Oil took multiple drops and tumbles in the first half of 2017 and has fallen by more than 14 percent because of the oversupplied market, but one fund manager believes that the worst is finally over and oil is reaching a turning point.
Crude prices posted their worst first-half performance since 1998 as OPEC-led production cuts have failed to put an end to the global oversupply. The OPEC agreement failed to achieve their goal to significantly downsize bulging stockpiles around the world.
Rob Thummel, the managing director for tortoise Capital Advisor stated that “The energy sector has been down but it is not out just yet”
Thummel sees a lack of capital investment in the U.S. productions that would lead to an oversupply of crude oil that would eventually result to a rise in crude prices.

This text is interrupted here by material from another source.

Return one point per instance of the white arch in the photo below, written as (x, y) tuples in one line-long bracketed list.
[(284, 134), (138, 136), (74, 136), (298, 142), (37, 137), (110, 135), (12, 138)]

Baker Hughes, an oilfield services firm, stated on Friday that its weekly count of oil rigs operating in the U.S. fields was down by two rigs, which was its first decline since January. In the previous week the U.S. Crude output dropped 100,000 barrels per day or 9.3 million barrels per day, which is the steepest weekly fall since July 2016.
While the oil market rebalances it out the midstream energy transportation and storage sector will be an attractive investment.
"If you look at where [energy infrastructure] trades at historical levels, they look pretty cheap right now," Thummel added.